— А вы знали девушек вроде Лотти?
Теперь он откровенно рассмеялся:
— Хотите сказать, что я тоже ирландский провинциал? Не совсем. Мне случалось бывать и работать на континенте. Да, мне редко встречались девушки вроде Лотти Прегер. Не то что богатые или красивые, но такие образованные, как она, знающие, кажется, все.
— И вам это понравилось — блондинки, новые впечатления.
— Да. Я обрел внутреннюю свободу, раскрепостился. В Ирландии мало что изменилось: уклад жизни, сознание людей. Все застыло и обрело форму. И время, кажется, движется медленнее. Поэтому, наверное, Прегеру нравится здесь.

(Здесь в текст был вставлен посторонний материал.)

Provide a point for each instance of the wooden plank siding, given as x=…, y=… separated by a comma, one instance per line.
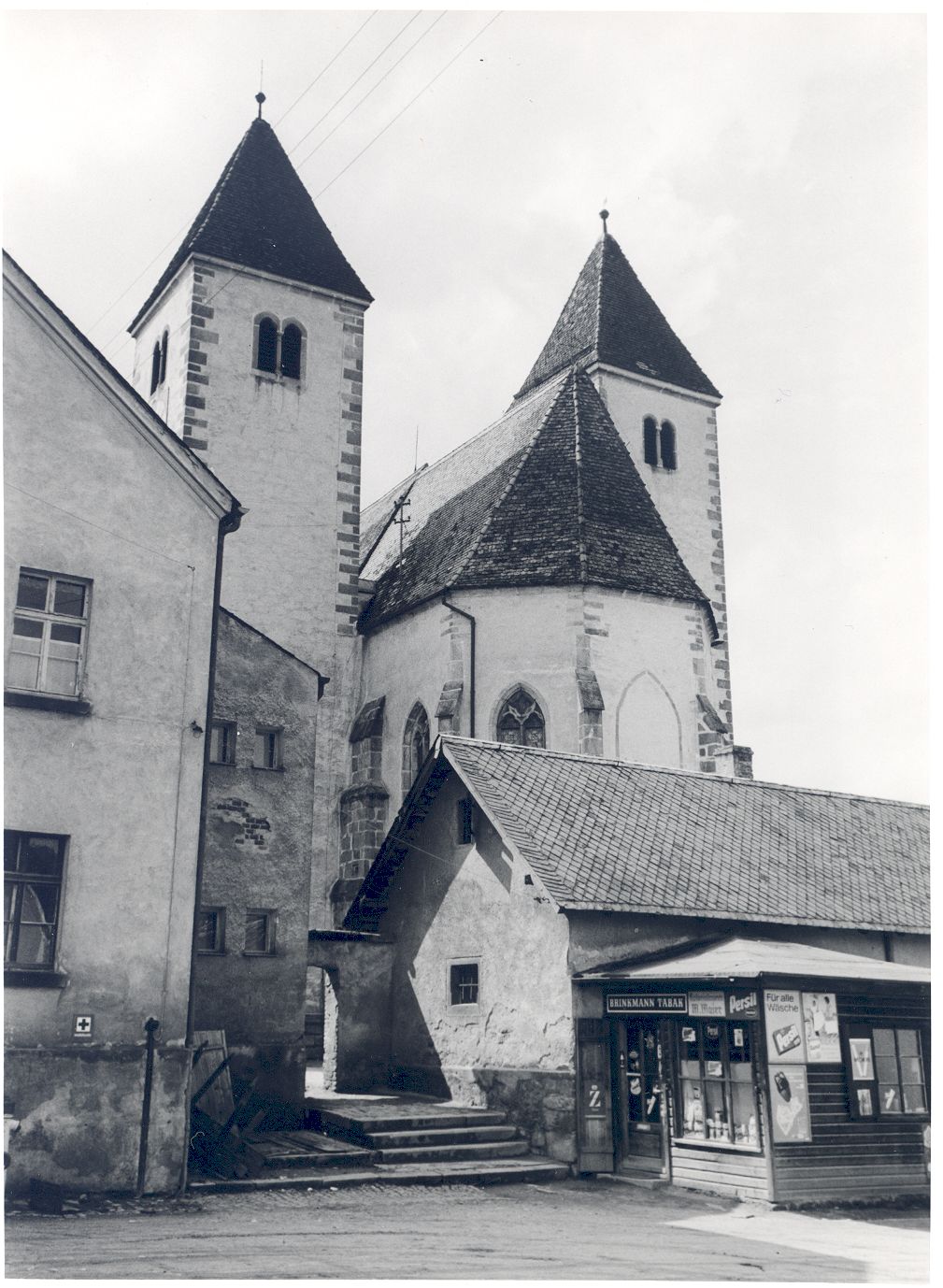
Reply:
x=850, y=1157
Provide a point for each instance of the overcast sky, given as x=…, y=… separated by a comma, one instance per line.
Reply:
x=765, y=177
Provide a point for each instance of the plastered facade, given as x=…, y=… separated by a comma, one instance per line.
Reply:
x=91, y=493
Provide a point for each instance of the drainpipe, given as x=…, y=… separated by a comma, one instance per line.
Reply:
x=472, y=660
x=150, y=1026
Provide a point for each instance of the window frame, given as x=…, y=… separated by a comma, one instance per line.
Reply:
x=48, y=617
x=220, y=930
x=278, y=732
x=864, y=1031
x=725, y=1082
x=14, y=876
x=230, y=732
x=271, y=916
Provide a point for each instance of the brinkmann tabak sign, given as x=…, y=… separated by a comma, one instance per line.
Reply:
x=736, y=1004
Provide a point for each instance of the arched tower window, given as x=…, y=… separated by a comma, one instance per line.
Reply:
x=650, y=428
x=669, y=459
x=521, y=720
x=267, y=345
x=415, y=743
x=163, y=375
x=292, y=351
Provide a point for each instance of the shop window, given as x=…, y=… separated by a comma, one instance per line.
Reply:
x=223, y=742
x=50, y=627
x=650, y=432
x=463, y=983
x=211, y=930
x=267, y=345
x=415, y=743
x=34, y=866
x=885, y=1070
x=521, y=720
x=292, y=351
x=268, y=747
x=717, y=1101
x=261, y=931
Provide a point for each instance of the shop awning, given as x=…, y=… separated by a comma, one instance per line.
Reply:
x=750, y=958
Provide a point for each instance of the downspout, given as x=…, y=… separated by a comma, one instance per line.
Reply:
x=472, y=658
x=228, y=523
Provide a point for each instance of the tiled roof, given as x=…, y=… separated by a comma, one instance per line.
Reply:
x=613, y=837
x=609, y=317
x=261, y=215
x=567, y=508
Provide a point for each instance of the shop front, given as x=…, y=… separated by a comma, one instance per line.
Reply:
x=758, y=1068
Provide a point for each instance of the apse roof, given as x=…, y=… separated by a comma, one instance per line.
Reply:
x=261, y=215
x=609, y=317
x=609, y=837
x=567, y=507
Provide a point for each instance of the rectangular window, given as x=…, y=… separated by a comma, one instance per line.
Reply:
x=885, y=1070
x=223, y=742
x=261, y=931
x=463, y=983
x=34, y=865
x=717, y=1099
x=211, y=930
x=50, y=627
x=268, y=747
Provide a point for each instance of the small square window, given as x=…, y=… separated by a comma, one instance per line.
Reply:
x=463, y=983
x=268, y=747
x=223, y=742
x=261, y=931
x=211, y=930
x=50, y=629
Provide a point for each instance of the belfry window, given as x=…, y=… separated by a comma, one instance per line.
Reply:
x=292, y=351
x=521, y=720
x=267, y=345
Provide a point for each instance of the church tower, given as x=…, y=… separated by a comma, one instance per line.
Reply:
x=664, y=409
x=251, y=348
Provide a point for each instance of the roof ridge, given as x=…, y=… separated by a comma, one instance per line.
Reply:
x=524, y=456
x=674, y=772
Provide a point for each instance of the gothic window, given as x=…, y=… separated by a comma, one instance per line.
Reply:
x=292, y=351
x=415, y=745
x=669, y=460
x=521, y=720
x=267, y=345
x=650, y=439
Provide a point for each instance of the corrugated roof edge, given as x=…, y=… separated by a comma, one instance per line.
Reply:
x=113, y=374
x=748, y=783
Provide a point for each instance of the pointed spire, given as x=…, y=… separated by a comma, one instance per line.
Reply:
x=609, y=317
x=261, y=215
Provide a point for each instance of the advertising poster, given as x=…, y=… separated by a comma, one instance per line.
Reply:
x=789, y=1095
x=785, y=1025
x=821, y=1023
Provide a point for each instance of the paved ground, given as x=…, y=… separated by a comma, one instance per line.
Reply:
x=571, y=1230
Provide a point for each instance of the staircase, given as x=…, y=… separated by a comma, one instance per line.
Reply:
x=389, y=1140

— А зачем вы сюда вернулись?
— Меня вовлекли во все эти планы на будущее — возрождение завода и все такое. Я работал тогда конструктором на заводе Эйде в Дании. Тут явился Коннор Шеридан и нарисовал радужную картину. Все это было чертовски заманчиво. Они хотели продолжать в старых традициях Томаса Шеридана, но вместе с тем попробовать и современный дизайн. Они собирались создавать новые рынки. Мне обещали предоставить все возможности воплощать свои идеи, и Коннор тогда поощрял это стремление. Ему хотелось снова прославить имя Шериданов. Я должен был стать у них главным инженером.
— Как он вас нашел?
— Моя мать и сейчас живет в дюжине миль отсюда, а мои пять братьев и две сестры разбросаны по всей стране. Мой отец был батраком на ферме. Имел два акра земли, корову и несколько кур, чтобы мы могли прокормиться. Он был достойным человеком, но я не хотел бы всю жизнь заниматься тем же, что и он. И я стал изучать стеклоделие у Шериданов, а потом на Ватерфордском заводе, когда они заработали во всю мощь. Я отделился от семьи и обрел свое ремесло, но мне надоело делать одно и то же по чужим образцам. Я накопил деньжонок и отправился в Венецию. Там я, конечно, научился тому, чему никогда не мог бы научиться в Ватерфорде. Я хотел бы работать как они, но я не итальянец, и мои прадеды не были стеклодувами в Мурано, так что шансов у меня не было. Я уехал в Швецию и стал работать на одном из тамошних заводов, а оттуда мне предложили перевестись на тот датский завод. Там, в Скандинавии, я тоже многому научился. Я наслаждался жизнью и думал, что никогда не вернусь сюда. И тут появился Коннор со своим предложением. Он многое знал обо мне и видел некоторые из моих выставочных работ. Этого вполне было достаточно, чтобы начать со мной новую страницу возрождения стеклоделия Шериданов. Я, конечно, принял его предложение, получил полную свободу и мог нанимать мастеров, в том числе людей с континента. А поскольку сам я здесь родился, то здешние мастера охотнее выполняли мои указания, чем указания шведа, говорящего по-английски. Членство в совете директоров, дивиденды… ради этого стоило вернуться в Ирландию. А потом этот ужин в Копенгагене с Коннором и Лотти. Была ранняя холодная весна, а когда прошел снег, небо прояснилось, и на нем вспыхнули огромные звезды. Мы втроем, словно дети, стояли под уличным фонарем и говорили, говорили… Помню, я сказал какую-то глупость: мол, было бы здорово научиться делать хрусталь, который бы горел, как эти звезды. Великолепная была ночь! Я говорил, что стану величайшим художником-стеклоделом в мире… В ту ночь я казался себе именно таким, а Лотти, в своей леопардовой шубке, светловолосая, — красивейшей девушкой в мире.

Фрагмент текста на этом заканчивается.